Experimenting with GenAI: why we won’t be using it to help with degree finder editing for now

Since the end of 2024, we’ve held team sessions to experiment with using GenAI to edit content. We’ve found it to be unreliable and more time-consuming than manually editing content, so we’re not going to use it to help with degree finder editing in the near future.

Trying to establish GenAI working practices for editing content

We started a series of AI experimentation sessions back in October with the goal of establishing common working practices for how (or if) we use GenAI for editing content.

We wanted to come up with some use cases for it and establish scenarios for when we shouldn’t use it.

We were especially interested in doing this because our team serves a devolved community of over 100 school-based editors, who update programme entries in our degree finder. Making these updates is labour-intensive all round, so we’re mindful that colleagues might be experimenting with GenAI to see if they can use it to reduce their workload.

We want to do our own experiments and share our learnings to help others to avoid learning things we’ve already been through.

For these sessions, we primarily used the University’s own GenAI tool, Edinburgh (access to) Language Models (ELM).
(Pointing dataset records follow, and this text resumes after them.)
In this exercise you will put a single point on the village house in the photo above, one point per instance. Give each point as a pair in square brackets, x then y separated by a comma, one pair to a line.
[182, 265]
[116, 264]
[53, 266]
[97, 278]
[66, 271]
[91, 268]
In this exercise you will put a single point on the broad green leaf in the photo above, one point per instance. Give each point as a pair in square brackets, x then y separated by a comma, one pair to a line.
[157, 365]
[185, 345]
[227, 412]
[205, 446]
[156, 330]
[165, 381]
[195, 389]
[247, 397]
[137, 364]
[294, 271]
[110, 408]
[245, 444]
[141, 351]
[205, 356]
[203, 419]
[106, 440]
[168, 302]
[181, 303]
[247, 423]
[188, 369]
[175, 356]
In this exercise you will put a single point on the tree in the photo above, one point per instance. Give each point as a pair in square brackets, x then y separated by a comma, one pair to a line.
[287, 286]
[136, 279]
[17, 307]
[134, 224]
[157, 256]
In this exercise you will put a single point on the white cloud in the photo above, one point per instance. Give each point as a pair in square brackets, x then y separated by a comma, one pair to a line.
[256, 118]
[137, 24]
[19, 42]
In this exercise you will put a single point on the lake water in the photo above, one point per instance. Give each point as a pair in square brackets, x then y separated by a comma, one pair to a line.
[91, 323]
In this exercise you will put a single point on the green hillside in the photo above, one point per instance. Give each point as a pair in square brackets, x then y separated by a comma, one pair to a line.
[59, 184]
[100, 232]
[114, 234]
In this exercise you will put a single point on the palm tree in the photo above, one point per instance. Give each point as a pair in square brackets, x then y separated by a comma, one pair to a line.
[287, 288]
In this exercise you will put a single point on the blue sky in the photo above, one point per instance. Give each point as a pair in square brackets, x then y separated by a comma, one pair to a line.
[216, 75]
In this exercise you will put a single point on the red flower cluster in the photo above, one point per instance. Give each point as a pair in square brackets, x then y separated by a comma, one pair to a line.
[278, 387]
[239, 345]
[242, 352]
ELM is essentially a version of ChatGPT, but any data we feed it isn’t retained by OpenAI.

ELM: learn more on the Information Service site

Our collaborative GenAI experiments

Session 1: Editing degree finder content with ELM

What we did

During our first session, we explored how we could edit degree finder content using ELM. Each year, our Content Operations team edits nearly 900 programme entries as part of the annual update of our degree finder.

School-based editors liaise with academics to make sure degree programme content is up to date, and we then do a final edit to make sure the content follows our style guide and digital content best practice.

It’s a massive task to edit that many programmes, so we wanted to see if ELM could help speed up the process.

We uploaded a PDF version of the University style guide into ELM, and developed a prompt we could all use and adapt for this task:

I want you to act as an expert content designer who designs and edits website text for the University of Edinburgh. You should be knowledgeable about the University of Edinburgh style guide. You should follow generally accepted best practice in terms of writing content for websites and digital interfaces. I will provide you with text which needs copyediting to meet the requirements for how people read on screen. The content you supply needs to improve the readability, accessibility and usability for the reader.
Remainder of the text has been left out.